Alice had no confidence and preferred to be invisible in class rather than be asked to speak. She was very quiet with her RQ tutor at first but loved playing games and sharing books. Soon, she was amazed at how much she could read but was still reluctant to write. She was persuaded to make a book about being a chef in a restaurant as that was what she wanted to do. She found that writing was fun with the support of her RQ tutor and she grew in confidence day-by-day.
Ryan had missed quite a lot of school due to poor attendance and illness. He was angry that his friends could read better than him and his family seemed unwilling to help him. He was unsure about Reading Quest but liked the kind tutor and started to make progress. He was delighted when he was praised by his class teacher for his written work and had his work put up on a board at school. He managed to persuade his older brother to watch a lesson and now reads to him regularly.
Nadia found literacy hard in class as she had only arrived in the UK a year ago and her family spoke little English at home. She loved the speaking and listening aspects to RQ lessons and spent some time learning to spell of lots of English words that she didn’t know and loved choosing a book to take home each day. She encouraged her Mum and Dad to watch lessons and they began English-speaking classes in order to support her. By the end of her RQ course, Nadia enjoyed reading books to her younger siblings at home and felt she could enjoy literacy lessons in class.

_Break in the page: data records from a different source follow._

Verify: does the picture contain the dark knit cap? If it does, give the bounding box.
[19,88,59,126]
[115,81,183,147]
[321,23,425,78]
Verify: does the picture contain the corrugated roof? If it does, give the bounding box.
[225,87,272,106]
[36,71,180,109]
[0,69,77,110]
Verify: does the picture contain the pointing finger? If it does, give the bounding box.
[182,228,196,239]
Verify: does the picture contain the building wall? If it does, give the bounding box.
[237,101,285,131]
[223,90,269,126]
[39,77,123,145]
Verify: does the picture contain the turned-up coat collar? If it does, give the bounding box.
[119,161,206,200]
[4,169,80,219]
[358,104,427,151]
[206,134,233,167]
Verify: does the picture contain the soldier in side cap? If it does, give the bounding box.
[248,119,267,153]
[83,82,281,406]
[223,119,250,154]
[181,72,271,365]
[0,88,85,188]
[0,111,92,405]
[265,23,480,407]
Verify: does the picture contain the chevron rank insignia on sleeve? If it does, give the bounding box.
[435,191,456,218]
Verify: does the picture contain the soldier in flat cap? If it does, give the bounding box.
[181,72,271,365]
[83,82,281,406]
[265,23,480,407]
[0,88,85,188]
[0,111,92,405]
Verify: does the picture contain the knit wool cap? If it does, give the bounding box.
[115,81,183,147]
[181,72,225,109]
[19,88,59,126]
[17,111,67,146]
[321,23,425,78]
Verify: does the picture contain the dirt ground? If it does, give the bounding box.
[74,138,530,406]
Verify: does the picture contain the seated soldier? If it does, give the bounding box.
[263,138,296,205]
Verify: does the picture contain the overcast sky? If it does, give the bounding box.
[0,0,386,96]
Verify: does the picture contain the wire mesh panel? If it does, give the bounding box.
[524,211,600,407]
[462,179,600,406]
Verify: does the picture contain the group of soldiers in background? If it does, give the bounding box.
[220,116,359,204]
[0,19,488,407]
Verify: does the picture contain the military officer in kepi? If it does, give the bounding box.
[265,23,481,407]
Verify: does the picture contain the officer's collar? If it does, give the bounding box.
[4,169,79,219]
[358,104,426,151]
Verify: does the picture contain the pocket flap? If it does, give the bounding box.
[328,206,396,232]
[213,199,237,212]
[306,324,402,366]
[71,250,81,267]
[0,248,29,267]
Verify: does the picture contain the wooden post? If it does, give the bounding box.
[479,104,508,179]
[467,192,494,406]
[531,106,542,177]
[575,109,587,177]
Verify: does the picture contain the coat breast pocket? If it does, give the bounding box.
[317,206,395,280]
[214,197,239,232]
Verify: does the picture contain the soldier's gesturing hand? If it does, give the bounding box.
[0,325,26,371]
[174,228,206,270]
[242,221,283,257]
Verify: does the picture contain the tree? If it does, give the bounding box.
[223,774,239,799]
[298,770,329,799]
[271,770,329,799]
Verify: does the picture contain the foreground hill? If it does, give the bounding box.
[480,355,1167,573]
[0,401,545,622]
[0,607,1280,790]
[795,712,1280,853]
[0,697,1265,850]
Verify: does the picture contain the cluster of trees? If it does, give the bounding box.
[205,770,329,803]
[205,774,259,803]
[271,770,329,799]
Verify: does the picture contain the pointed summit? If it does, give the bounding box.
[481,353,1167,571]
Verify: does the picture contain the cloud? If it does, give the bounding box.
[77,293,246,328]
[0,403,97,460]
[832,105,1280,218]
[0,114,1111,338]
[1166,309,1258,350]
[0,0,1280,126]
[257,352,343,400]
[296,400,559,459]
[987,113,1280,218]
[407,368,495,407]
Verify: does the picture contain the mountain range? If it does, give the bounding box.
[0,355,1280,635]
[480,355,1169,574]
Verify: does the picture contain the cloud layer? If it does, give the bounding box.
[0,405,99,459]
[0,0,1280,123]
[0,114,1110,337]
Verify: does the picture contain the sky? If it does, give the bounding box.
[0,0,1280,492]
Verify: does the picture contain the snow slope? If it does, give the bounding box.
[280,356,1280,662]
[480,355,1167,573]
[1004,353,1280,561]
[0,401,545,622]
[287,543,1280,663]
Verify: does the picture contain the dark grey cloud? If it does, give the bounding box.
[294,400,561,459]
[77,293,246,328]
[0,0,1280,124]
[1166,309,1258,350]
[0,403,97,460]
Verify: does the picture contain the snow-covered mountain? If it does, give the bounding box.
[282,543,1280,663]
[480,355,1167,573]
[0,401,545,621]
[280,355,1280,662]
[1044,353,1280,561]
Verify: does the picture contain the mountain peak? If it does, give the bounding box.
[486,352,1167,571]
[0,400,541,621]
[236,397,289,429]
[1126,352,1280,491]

John was disruptive in class and avoided all contact with reading and writing. He wasn’t sure he wanted to do Reading Quest lessons but quite enjoyed the 1-1 contact and after some lessons, he found he was getting really quite good at literacy. He realised he could keep up with his friends in class and was proud to read to his Mum at home. He loved attending Family Libraries and still comes. He has also become an avid reader and a regular contributor to classroom discussions.